Director Kaspar Holten sees Don Giovanni as “an artist” whose “catalogue of sexual conquests is a vain attempt to escape his own mortality” , while Mariusz Kwiecien (title role) describes him as feeling his age, melancholy, and with ebbing energy. This didn’t really come across to me – perhaps because Kwiecien naturally has more physical energy on stage than, er, some opera singers – or perhaps because I came in, as most of us do, with a preconceived view: I think of him as a superficially charming psychopath*, sex addict, and compulsive collector (of certain experiences). On the subject of which, I was also interested to read that Kwiecien imagines Giovanni as (maybe) bisexual (“He’s tried all sorts of women, maybe men too” – Telegraph) – and to be honest, I’m surprised I’ve never seen that portrayed on stage. He (character, not singer) seems equal-opportunities enough with regard to age, size, and plenty of other personal attributes in his partners, so why not gender? I expect that the society of the time/place would have been even less approving of a little black book of Antonios and Elvises (or maybe not – historians, feel free to correct me), so Leporello might have to keep that one out of sight rather than showing it around.
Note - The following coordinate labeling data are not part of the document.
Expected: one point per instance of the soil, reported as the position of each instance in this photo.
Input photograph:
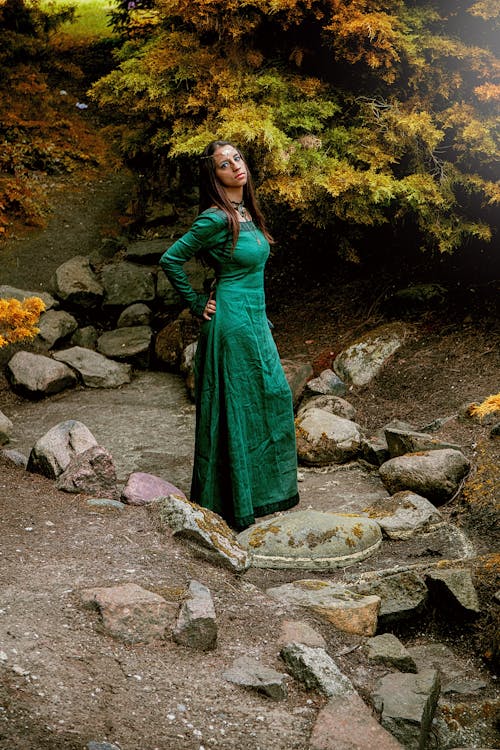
(63, 682)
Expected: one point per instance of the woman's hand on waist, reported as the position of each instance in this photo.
(210, 308)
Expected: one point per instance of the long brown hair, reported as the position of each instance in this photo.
(212, 193)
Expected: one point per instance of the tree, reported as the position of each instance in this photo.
(357, 113)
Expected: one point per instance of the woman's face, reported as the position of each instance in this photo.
(230, 168)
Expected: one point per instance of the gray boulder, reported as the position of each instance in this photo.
(196, 625)
(11, 292)
(297, 372)
(250, 673)
(131, 343)
(5, 428)
(323, 438)
(56, 325)
(125, 283)
(75, 283)
(400, 442)
(403, 596)
(204, 532)
(36, 376)
(137, 314)
(311, 540)
(406, 704)
(92, 472)
(53, 452)
(316, 669)
(404, 515)
(95, 370)
(363, 360)
(435, 474)
(327, 383)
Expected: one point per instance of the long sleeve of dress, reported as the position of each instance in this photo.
(209, 231)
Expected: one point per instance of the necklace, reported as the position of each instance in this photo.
(240, 207)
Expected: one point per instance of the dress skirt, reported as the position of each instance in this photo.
(245, 462)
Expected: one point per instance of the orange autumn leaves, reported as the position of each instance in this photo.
(18, 319)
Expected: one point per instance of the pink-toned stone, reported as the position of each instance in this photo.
(131, 613)
(296, 631)
(347, 723)
(142, 488)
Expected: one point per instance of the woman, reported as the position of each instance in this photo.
(245, 462)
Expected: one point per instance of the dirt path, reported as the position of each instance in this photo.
(63, 682)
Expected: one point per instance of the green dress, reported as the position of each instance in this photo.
(245, 462)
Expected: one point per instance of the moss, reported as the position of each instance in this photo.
(258, 536)
(310, 585)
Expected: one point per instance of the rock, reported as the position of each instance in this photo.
(311, 540)
(374, 450)
(345, 609)
(125, 283)
(165, 292)
(132, 343)
(36, 376)
(252, 674)
(316, 669)
(400, 442)
(403, 596)
(5, 428)
(146, 251)
(416, 299)
(11, 292)
(172, 340)
(137, 314)
(404, 515)
(75, 283)
(332, 404)
(55, 325)
(17, 458)
(406, 703)
(95, 370)
(130, 612)
(92, 472)
(86, 337)
(434, 474)
(196, 625)
(453, 591)
(363, 360)
(204, 532)
(296, 631)
(346, 723)
(297, 372)
(142, 488)
(105, 502)
(327, 383)
(53, 452)
(323, 438)
(388, 650)
(456, 675)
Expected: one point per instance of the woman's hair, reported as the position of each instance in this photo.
(212, 193)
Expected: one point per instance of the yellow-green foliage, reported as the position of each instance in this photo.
(18, 319)
(354, 113)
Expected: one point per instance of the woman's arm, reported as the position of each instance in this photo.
(208, 230)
* Casual armchair diagnosis of fictional characters’ psychological disorders doesn’t have to be DSM5-compliant.

One can’t help rating various DGs on how credible they are as master seducers (and unlike the route taken by some other productions, it was very clear that this one’s conquests were consensual). ‘Barihunk’ Kwiecien was stalking around the stage in his flapping designer coat, doing the posh moody arrogant thing (complete with put-upon sidekick) that ladies are supposed to go for, but the attraction wasn’t quite making it back as far as us in amphi row N. Until Deh vieni alla finestra, that is, which sounded so lovely that one member of the cast literally walked up to him and took all her clothes off. I don’t like to say too much about the singing at rehearsals, but while this aria was a highlight (as was my favourite bit, where the Commendatore returns), all the cast were solid, particularly Véronique Gens’s Elvira and Alexander Tsymbalyuk’s Commendatore). The orchestra were spot-on throughout, although some of Nicola Luisotti’s tempi were too slow for my taste. I’m not a connoisseur of continuo parts, but Luisotti (fortepiano), Paul Wingfield (harpsichord) and George Ives (cello) really breathed life and interest into their moments in the spotlight. Ottavio fans (are there any?) will be pleased that he got two arias; purists (of which there are many) will be annoyed by the chunk lopped out of the final scene (post-death, pre-chorus).

Those Covent Garden patrons familiar with the somewhat unsubtle but satisfying Zambello production might also be disappointed by the lack of Actual Stuff On Fire at the end. This version seemed to be placing the Descent to Hell, along with the ambulant Statue of Murder Victim, in the realm of Giovanni’s hallucinating imagination, and Leporello’s fear seemed to be not of the haunting, but of seeing his master lose his grip on sanity. At the end he is broken and isolated from other humans. Fair enough. Although I do slightly miss the adrenaline rush of wondering if I’d die fried by an out-of-control operatic flaming dinner sauna.

Stray observations:

Anna was definitely keen on Giovanni at the beginning, but confusingly, seemed to know perfectly well who he was, and appeared to go back for a second shag even after discussing him being her father’s murderer. Maybe she’s a psychopath too? She didn’t seem that upset by dad’s death, and manipulated and lied to Ottavio without batting an eyelid.

As an unexpected take on the problematic Batti, batti, Zerlina seemed to be proposing a BDSM session with her betrothed.